I'm getting an error from my Result Source indicating that it cannot connect to the on-prem URL. My reverse proxy is working and I can log into SharePoint via my web browser.
I'm using a wildcard cert from a trusted provider, should I be uploading their root certs to SPO also?
Thanks, great and useful article.
Note that joining WAP to the domain provide additional authentication scenarios, such as Integrated Windows authentication:
Steve, I have similar question as Martjin above.. Both TechNet and your article shows how to publish On-Premises SharePoint URL using Certs through WAP... Problem with this approach is SharePoint URL is not accessible externally without logging into SPO
unless I publish SP URL through pre-auth method (e.g. passthrough authentication or ADFS authentication).. What I really need is best of both - I would like to have my users access on-premises site as extranet without logging into SPO and hybrid configuration
of SPO.. What I notice is you can't mix two approaches.. Any idea how can you accomplish best of both worlds?
thanks for sharing.
Thanks for this how to.
I follow your post (and some others). I set up an ADFS, a WAP, configure my SP, everything seems fine.

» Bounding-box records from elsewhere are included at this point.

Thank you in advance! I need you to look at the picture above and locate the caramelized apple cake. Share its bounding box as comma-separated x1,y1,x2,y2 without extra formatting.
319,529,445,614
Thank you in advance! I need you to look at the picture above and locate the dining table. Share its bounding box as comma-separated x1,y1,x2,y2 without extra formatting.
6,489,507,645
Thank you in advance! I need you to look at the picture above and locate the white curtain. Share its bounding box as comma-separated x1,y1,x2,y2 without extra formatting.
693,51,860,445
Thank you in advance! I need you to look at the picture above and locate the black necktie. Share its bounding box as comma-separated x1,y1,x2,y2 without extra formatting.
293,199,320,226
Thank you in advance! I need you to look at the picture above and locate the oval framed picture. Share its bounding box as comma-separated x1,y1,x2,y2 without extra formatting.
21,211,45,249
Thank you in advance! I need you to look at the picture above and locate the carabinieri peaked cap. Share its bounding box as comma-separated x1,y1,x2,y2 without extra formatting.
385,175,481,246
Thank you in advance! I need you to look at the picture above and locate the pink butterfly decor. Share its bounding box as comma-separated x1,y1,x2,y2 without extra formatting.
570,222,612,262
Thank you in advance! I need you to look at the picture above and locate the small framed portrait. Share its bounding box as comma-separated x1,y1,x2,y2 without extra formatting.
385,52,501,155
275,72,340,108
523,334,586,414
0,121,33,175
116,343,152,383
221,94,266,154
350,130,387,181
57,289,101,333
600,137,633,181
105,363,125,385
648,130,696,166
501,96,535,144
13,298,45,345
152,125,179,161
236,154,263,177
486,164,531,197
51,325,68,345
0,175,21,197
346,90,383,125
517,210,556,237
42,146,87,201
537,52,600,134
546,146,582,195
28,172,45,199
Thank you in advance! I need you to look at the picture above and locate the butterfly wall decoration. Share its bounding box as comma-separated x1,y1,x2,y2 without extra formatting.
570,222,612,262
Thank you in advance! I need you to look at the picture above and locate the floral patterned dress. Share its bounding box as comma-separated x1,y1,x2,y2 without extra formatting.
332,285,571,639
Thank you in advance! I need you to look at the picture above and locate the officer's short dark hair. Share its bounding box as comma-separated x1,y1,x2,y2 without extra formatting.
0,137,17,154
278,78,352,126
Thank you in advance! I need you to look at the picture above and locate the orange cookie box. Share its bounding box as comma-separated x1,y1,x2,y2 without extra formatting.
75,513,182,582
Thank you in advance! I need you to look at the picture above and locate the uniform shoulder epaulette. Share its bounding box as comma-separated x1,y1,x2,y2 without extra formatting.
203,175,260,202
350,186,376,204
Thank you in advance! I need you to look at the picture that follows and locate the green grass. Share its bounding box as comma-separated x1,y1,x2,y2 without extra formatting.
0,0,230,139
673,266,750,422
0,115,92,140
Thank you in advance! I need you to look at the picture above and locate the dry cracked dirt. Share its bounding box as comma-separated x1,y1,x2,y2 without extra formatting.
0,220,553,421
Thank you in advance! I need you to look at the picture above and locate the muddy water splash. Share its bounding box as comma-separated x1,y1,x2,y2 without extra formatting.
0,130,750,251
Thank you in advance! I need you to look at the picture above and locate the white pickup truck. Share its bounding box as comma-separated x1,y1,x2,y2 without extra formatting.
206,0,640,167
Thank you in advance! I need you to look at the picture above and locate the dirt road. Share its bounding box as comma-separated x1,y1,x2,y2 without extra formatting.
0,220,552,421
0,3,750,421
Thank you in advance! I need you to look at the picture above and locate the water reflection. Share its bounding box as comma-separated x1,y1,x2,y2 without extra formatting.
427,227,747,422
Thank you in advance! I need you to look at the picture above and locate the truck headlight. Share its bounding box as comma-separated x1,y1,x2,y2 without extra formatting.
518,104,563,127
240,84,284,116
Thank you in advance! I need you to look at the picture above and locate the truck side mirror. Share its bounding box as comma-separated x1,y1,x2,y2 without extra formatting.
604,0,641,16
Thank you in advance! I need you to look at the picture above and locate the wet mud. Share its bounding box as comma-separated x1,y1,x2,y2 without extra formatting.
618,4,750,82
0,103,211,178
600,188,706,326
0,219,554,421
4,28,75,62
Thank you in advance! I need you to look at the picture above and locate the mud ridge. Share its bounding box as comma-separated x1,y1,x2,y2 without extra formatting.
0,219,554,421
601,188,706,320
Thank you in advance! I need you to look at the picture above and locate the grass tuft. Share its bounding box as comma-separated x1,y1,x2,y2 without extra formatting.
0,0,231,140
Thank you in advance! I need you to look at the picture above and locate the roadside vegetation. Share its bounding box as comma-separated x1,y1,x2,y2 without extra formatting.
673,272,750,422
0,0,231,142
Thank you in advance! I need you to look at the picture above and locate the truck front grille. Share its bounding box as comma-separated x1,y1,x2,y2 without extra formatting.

Except : When I go to the url : mysharepoint.domain.com, I get redirected on my ADFS login page.
That's cool. If I go with wrong password, it tells me it's wrong. So authentication is working I guess.
Now I enter good login/pass, and then, I get redirected to sharepoint url with "?authToken=" and a key. The problem is : this is a blank page ... with nothing at all.
In WAP server (and Server Manager) I can see two differents errors that seems to have the same resolution according to technet :
"The name provided is not a properly formed account name."
This is the technet link :
Errors IDs : 12027 and 13019. Resolution provides 3 ideas :
- SPN : set to my domain accoutn that is used to run SharePoint's site application pool (on SP Server .. Does this must be done on WAP server ... ?)
- Time and Date: they weren't good, I modified, now Its ok
- WAP must be domain joined: I don't get why MS give this advice ... My WAP server is in WORKGROUP with DNS suffix.
Thanks for any replies.
P.S : These are the full errors messages if it can help :
1 : ID=12027 : Web Application Proxy encountered an unexpected error while processing the request. Error: The name provided is not a properly formed account name. (0x80070523).
2 : ID=13019 : Web Application Proxy cannot retrieve a Kerberos ticket on behalf of the user because of the following general API error: The name provided is not a properly formed account name. (0x80070523).